2011 visualization challenge – illustration

As every year Science Magazine and the National Science Foundation present the winners of the International Science and Engineering Visualization Challenge.

illustration category

1°place: Tumor Death-Cell Receptors on Breast Cancer Cell

Cancer cells get the monster movie treatment. If Emiko Paul of Echo Medical Media’s illustration of breast cancer cells looks like something out of an H. P. Lovecraft short story, it’s no accident. “We wanted to show something that was dramatic and very active,” Paul says.

This image, modeled using 3D software then painted in Adobe Photoshop, depicts the war on cancer in a manner that makes clear who the bad guys are. Paul drew on microscopic images of breast cancer cells—seen here looking like creatures with long tentacles—for inspiration. But her illustration also depicts a possible weapon against these malignant tissues: an antibody developed by researchers at the University of Alabama, Birmingham, called TRA-8 (the green, globular structures). This molecule activates a protein on the surface of many cancer cells, which then triggers a chain of events that kills off those cells, much like a self-destruct switch. TRA-8, whose efficacy researchers are currently exploring, could be the garlic to cancer’s vampire.
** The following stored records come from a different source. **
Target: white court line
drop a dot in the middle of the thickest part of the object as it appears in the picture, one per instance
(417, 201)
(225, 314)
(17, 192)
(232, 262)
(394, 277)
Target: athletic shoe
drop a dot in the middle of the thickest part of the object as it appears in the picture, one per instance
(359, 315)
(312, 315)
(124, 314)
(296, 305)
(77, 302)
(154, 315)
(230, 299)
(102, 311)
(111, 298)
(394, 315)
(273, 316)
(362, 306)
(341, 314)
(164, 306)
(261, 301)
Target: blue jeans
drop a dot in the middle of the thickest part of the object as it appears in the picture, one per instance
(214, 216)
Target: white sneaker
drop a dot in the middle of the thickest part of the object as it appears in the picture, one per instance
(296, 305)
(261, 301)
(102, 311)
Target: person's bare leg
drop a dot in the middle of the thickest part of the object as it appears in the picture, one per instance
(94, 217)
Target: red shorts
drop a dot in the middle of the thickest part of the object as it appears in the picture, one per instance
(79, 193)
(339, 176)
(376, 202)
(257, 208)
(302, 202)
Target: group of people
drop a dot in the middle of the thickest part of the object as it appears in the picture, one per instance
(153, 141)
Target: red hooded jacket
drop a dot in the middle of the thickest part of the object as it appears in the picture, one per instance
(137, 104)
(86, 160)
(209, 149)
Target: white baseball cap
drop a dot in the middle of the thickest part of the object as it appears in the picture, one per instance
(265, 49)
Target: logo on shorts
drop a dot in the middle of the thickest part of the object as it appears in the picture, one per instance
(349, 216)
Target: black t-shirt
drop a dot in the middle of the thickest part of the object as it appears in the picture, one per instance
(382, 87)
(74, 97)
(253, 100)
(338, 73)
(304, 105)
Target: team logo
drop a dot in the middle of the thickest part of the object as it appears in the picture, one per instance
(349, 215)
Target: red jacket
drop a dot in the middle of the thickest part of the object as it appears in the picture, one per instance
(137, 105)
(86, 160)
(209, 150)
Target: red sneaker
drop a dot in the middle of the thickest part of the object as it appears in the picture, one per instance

2°place: Variable-Diameter Carbon Nanotubes

Nanostructures, as the name implies, are much too small to see. But using 3D modeling techniques and some guesswork, graphic artist Joel Brehm renders a handful of these ultrathin structures visible to the naked eye. Brehm’s illustration focuses on the work of his colleague, Yongfen Lu, an engineer at the University of Nebraska, Lincoln. Lu and colleagues employ lasers to develop new methods for crafting thin tubes made from carbon. But not just any tubes. His team’s method precisely varies the diameter and properties of these structures. The resulting tubes, seen here, widen, narrow, or even bulge out like pears along their length. These designs could improve transistors and sensors in a range of electronics, the team says.

The tricky part, Brehm says, was making the nanotubes look small even though they’d been blown up to poster size. To do that, he added a granular texture to the honeycombed stalks and also brightened their edges. Those small touches, he says, made the tubes look more like objects viewed through an electron microscope.

3°place: Exploring Complex Functions Using Domain Coloring

Mathematicians discover their hippie sides. Forgoing long strings of digits and variables, researchers at the Free University of Berlin have taken a tie-dye approach to visualizing math equations. This illustration represents one example of a complex function. Such functions are mathematical relationships that incorporate both real numbers and what experts call imaginary numbers, such as the square root of −1.

Unlike familiar sine waves or logarithmic curves, complex functions are four-dimensional, combining both inputs and outputs in two dimensions. To visualize these heady equations, Konstantin Poelke and his Ph.D. supervisor Konrad Polthier turned to and improved a technique called domain coloring. They assigned each complex number in their equation to a spot on a color wheel. The further numbers get from zero, the brighter they are (white regions, for instance, represent mathematical “singularities” that approach infinity). The result is like a topographic map, but it packs two dimensions of information (hue and brightness) into each point instead of the single dimension of altitude.

Such functions may fly right over the heads of many nonmath enthusiasts, Poelke says. But he hopes casual viewers will understand the basics of the relationships between the complex numbers shown here just by looking at the arrangement of the psychedelic shades.

4°place: Separation of a Cell (which is the people’s choice)

From films like Avatar to hand-held video games, 3D is all the rage. Textbook graphics are not catching on. In this illustration, Andrew Noske of the National Center for Microscopy and Imaging Research at the University of California, San Diego, and colleagues create a visualization of mitosis that hops off the page.

The new and tactile view of a cell undergoing division comes thanks to a specialized protein called MiniSOG. This molecule, which Noske’s team shows zipping toward the reader, is fluorescent and stands out crisply under an electron microscope. With some tweaking, it also binds tightly to a second protein closely associated with DNA. That gives scientists the ability to target and view in detail chromosomes as they peel apart during mitosis. The result is a far cry from the standard, flat images popular in biology textbooks, the team writes. And unlike the 3D glasses that accompany screenings of sci-fi films, this new visualization approach may be more than a gimmick, giving students a deeper look at a familiar phenomenon.